The above approach is also nice, since I can embed IPython notebooks via an iframe in cloud.sagemath pages, and the url is exactly the same as cloud.sagemath's, which avoids subtle issues with firewalls, same-source origin, etc. For comparison, here's what the iframe that contains a single ipynb worksheet looks like for wakari.io:
iframe class="notebookiframe" id="" src="https://prod-vz-10.wakari.io:9014/auto_login/acd84627972f91a0838e512f32e09c9823782ec0?next=/notebook_relative/Listing 2.ipynb"and here's what it's going to look like in cloud.sagemath:
iframe class="notebookiframe" id="" src="https://cloud.sagemath.com/70a37ef3-4c3f-4bda-a81b-34b894c89701/port/9100/Listing 2.ipynb"With the wakari.io approach, some users will find that notebooks just don't work, e.g., students at University of Arizona, at least if their wifi still doesn't allow connecting to nonstandard ports, like it did when I tried to setup a Sage notebook server there once for a big conference. By having exactly the same page origin and no nonstandard orts, the way I set things up, the parent page can also directly call javascript functions in the iframe (and vice versa), which is potentially very useful.
IPython notebook servers will be the first to use this framework, then I'll use something similar to serve static files directly out of projects.
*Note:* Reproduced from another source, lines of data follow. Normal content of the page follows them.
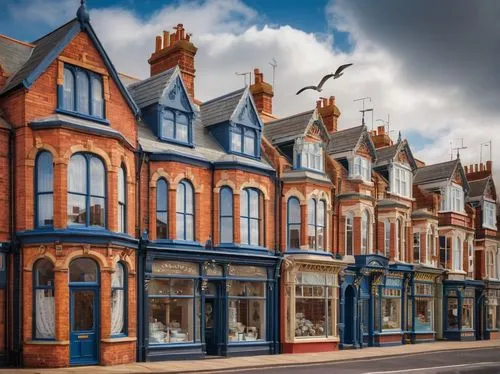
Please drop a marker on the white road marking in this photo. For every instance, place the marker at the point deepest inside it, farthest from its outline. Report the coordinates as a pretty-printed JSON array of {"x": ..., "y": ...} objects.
[{"x": 434, "y": 368}]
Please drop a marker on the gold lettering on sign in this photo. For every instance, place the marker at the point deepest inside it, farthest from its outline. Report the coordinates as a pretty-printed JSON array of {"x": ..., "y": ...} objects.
[{"x": 175, "y": 267}]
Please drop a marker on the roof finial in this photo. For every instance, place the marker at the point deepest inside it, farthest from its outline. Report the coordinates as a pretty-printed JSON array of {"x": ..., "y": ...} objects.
[{"x": 82, "y": 14}]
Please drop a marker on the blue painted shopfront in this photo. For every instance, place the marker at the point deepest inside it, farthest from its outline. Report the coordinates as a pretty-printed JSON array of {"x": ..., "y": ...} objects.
[{"x": 198, "y": 301}]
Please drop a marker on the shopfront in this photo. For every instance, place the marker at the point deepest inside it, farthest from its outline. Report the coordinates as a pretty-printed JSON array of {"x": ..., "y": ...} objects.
[
  {"x": 201, "y": 306},
  {"x": 310, "y": 303},
  {"x": 463, "y": 309}
]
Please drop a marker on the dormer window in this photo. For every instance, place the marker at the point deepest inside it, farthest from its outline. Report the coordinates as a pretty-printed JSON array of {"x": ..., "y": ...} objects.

I'll likely also add sage cell server and the classic sage notebook as well at some point, and maybe wiki's, etc.
Having read and learned a lot of about the IPython notebook, my main concern now is their approach to multiple browsers opening the same document. If you open a single worksheet with multiple browsers, there is absolutely no synchronization at all, since there is no server-side state. Either browser can and will silently overwrite the work of the other when you (auto-)save. It's worse than the Sage Notebook, where at least there is a sequence number and the browser that is behind gets a forced refresh (and a visible warning message about their being another viewer). For running your own IPython notebook on your own computer, this probably isn't a problem (just like a desktop app), but for a long-running web service, where a single user may use a bunch of different computers (home laptop, tablet, office computer, another laptop, etc.) or there may be multiple people involved, I'm uncomfortable that it is so easy for all your work to just get overwritten, so I feel I must find some way to address this problem before releasing IPython support. With cloud.sagemath, a lot of people will likely quickly start running ipython notebook servers for groups of users, since it would take about 1 minute to setup a project with a few collaborators -- then they all get secure access to a collection of ipython notebooks (and other files). So I'm trying to figure out what to do about this. I'll probably just implement a mechanism so that the last client to open an ipython notebook gets that notebook, and all older clients get closed or locked. Maybe in a year IPython will implement proper sync, and I can remove the lock. (On the other hand, maybe they won't -- having no sync has its advantages regarding simplicity and *speed*.)